To compare the estimated average rates of change for the functions \( p(x) = \sqrt{x} - 5 \) and \( q(x) = \frac{\sqrt{5x - 1}}{3} \) over the interval \([0.1, 8.9]\), we first need to calculate the values of \( p \) and \( q \) at the endpoints of the interval.

Calculate \( p(0.1) \) and \( p(8.9) \):
- \( p(0.1) = \sqrt{0.1} - 5 \approx 0.316 - 5 \approx -4.684 \)
- \( p(8.9) = \sqrt{8.9} - 5 \approx 2.983 - 5 \approx -2.017 \)
Calculate the average rate of change of \( p \) over \([0.1, 8.9]\): \[ \text{Average rate of change of } p(x) = \frac{p(8.9) - p(0.1)}{8.9 - 0.1} = \frac{-2.017 - (-4.684)}{8.9 - 0.1} \approx \frac{2.667}{8.8} \approx 0.303 \]
Calculate \( q(0.1) \) and \( q(8.9) \):
- \( q(0.1) = \frac{\sqrt{5(0.1) - 1}}{3} = \frac{\sqrt{0.5 - 1}}{3} \) which is not defined as the value under the square root is negative.
- \( q(8.9) = \frac{\sqrt{5(8.9) - 1}}{3} = \frac{\sqrt{44.5 - 1}}{3} = \frac{\sqrt{43.5}}{3} \approx \frac{6.6}{3} \approx 2.2 \)

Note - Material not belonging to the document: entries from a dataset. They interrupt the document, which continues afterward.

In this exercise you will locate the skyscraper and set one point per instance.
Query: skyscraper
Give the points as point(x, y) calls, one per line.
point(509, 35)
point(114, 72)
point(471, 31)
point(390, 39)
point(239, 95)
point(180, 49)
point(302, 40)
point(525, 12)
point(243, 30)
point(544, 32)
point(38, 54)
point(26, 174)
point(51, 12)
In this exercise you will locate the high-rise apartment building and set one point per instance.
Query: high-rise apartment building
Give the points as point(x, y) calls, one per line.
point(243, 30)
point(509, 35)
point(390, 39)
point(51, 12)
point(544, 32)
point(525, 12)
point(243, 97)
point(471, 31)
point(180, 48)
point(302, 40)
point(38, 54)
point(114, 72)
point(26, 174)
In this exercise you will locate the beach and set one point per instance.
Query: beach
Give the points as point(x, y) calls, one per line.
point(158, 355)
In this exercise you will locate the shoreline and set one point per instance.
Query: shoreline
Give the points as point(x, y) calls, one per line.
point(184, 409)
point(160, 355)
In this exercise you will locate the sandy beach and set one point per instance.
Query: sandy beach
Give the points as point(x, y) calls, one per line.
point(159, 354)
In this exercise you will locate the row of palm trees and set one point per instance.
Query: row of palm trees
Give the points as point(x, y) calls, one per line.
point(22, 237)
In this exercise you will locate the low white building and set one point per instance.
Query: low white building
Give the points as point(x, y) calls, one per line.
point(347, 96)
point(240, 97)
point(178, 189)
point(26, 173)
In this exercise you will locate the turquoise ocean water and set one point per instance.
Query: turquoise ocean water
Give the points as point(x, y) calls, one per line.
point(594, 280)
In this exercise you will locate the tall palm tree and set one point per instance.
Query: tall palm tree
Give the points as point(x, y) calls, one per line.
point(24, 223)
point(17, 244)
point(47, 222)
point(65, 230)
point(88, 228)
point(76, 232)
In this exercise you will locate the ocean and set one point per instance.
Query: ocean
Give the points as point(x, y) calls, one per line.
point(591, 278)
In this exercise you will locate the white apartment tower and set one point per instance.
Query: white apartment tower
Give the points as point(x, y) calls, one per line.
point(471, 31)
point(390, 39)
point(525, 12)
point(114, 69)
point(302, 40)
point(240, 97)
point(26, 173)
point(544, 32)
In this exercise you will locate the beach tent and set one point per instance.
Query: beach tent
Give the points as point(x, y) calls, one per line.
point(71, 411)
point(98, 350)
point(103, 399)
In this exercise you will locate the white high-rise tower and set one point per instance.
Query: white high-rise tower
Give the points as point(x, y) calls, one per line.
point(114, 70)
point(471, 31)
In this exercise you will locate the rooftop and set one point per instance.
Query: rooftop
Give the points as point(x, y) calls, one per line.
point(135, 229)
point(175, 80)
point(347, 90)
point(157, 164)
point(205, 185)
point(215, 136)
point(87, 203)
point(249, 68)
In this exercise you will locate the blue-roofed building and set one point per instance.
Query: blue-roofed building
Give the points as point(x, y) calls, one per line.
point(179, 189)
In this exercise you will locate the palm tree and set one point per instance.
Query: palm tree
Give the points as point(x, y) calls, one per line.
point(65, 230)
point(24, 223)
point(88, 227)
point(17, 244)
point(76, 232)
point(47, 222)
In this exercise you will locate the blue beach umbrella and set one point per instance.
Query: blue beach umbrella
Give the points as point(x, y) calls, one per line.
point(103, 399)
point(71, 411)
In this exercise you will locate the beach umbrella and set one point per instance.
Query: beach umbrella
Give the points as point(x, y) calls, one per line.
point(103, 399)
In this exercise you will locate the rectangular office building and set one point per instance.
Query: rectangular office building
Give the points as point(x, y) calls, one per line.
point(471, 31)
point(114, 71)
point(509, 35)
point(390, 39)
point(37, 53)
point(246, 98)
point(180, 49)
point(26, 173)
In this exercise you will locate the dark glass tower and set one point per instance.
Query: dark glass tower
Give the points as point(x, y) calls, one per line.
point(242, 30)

Since \( q(0.1) \) is not defined or negative and \( q(8.9) \) is positive, we might consider the average rate of change with only \( q(8.9) \) that can lead to discrepancy in calculation.

Thus, for the interval where both are defined: This situation presents challenges as \( q(x) \) does not produce a real value at the lower bound.

Hence, overall, comparing \( p(x) \) and \( q(x) \), we find that the estimated values lead \( p(x) \) values from negative to less negative; while \( q(x) \) values emerge from undefined to positive.

Concluding statement:

Since we cannot evaluate \( q(x) \) properly at the start, we could summarize that the average change seems undefined whereas \( p(x) \) continuously grows, hence the estimated average rate of change of \( p(x) \) is greater than that of \( q(x) \) over [0.1, 8.9]. However, since \(\text{q(0.1)}\) is negative (undefined), further analyzing remains moot.

Generally taken:

The correct comparison does therefore imply analysis leaning towards \( p(x) \) dominating trends but specifics of answers should be further validated. Since options do outlay specifically a defined 53 misconception consideration beforehand illustrates rates where \( p, q \) both estimate intervals, ideally neither surpassing average output.